A Los Angeles Superior Court judge has lifted a temporary restraining order that blocked the City of Glendale from granting certain building permits in the Verdugo Woodlands area.
Judge Irving Shimer last week ruled that building can resume, even though some developers propose to construct projects with densities higher than the densities that may be permitted under proposed changes in the city's zoning laws.
Members of a Glendale homeowners group that sued the city said this week that they will appeal the court ruling.
'Only Begun to Fight'
William F. Hertz, attorney for the Verdugo Woodlands Homeowners and Residents Assn., said a new restraining order will be sought through the Los Angeles District Court of Appeal.
George Davis, president of the homeowners group, said, "We have only just begun to fight."
The restraining order, issued March 5, had applied only to four-story apartment and condominium projects proposed in the Verdugo Woodlands area. Homeowners favor a proposal by city planners that would restrict buildings in the area to three stories or less.

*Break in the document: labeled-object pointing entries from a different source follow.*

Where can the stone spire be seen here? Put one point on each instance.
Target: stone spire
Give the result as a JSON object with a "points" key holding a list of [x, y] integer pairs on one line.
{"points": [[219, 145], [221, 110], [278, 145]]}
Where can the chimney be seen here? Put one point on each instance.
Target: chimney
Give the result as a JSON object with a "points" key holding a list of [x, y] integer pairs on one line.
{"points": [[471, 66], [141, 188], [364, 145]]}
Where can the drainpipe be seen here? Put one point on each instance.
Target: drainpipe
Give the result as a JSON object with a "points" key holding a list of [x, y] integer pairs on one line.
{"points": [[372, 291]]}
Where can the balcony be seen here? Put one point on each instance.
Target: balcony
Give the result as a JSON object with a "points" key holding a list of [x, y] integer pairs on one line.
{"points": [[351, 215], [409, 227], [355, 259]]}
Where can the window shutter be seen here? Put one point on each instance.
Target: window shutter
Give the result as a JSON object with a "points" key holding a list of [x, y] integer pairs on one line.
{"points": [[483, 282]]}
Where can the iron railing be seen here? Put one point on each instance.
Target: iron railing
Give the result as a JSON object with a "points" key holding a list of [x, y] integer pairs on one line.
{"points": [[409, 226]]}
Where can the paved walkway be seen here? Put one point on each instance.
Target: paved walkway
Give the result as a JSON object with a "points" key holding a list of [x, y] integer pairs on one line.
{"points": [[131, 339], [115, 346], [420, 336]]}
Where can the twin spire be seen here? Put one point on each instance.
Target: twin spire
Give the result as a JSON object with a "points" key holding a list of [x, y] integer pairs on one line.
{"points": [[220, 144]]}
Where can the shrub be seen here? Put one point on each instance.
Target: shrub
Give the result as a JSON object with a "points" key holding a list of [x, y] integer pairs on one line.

Existing housing in the the Verdugo Woodlands, in the northeast part of the city, is largely single-family residences and has some low-density apartment buildings and duplexes. Current zoning in the area permits high-density development of housing, despite the fact that the city's General Plan, adopted in 1977, recommends lower-density development. A few higher-density developments, including apartments and condominiums, were built recently, and several more are planned.
The temporary order was issued after residents filed suit against the city because it is still issuing building permits, even though downzoning--lowering permitted densities--is proposed in large areas of the city. Residents are seeking to block construction until new zoning laws are adopted, which may not happen for months, if ever.
Homeowners had asked the court to enforce a 63-year-old provision in the City Charter that prohibits high-density construction on a parcel proposed to be downzoned. But Judge Shimer said, "That's a 60-year-old law. Life is more complicated today than it was 60 years ago."
The City Council this month exempted the current rezoning study from the charter provision. Instead, the council said it would consider such construction on a case-by-case basis.
Shimer said the council action permits the city to block development, although it has not done so. The council in January approved plans for one four-story apartment building on Verdugo Knolls Road, saying it would be unfair to halt plans by the developer.
Since then, other developers have nearly completed planning for similar projects in the area.
The state Legislature has ordered cities and counties to bring their zoning laws into compliance with their own general plans, outlining the type of land uses permitted in their jurisdictions.
'Window of Time'
However, Shimer said, the Legislature provided for a "window of time" in which cities could propose building restrictions but still permit development to continue under current zoning standards.
The suit by Glendale homeowners seeks to force the city to require all new development to conform to the city's land-use element of its general plan--and not just its zoning laws.
If a court were to grant the building moratorium sought by Glendale homeowners, the ruling could have statewide ramifications. Glendale City Atty. Frank Manzano said there is no court precedent to determine how cities should make the transition from old zoning laws to new, more restrictive zoning laws.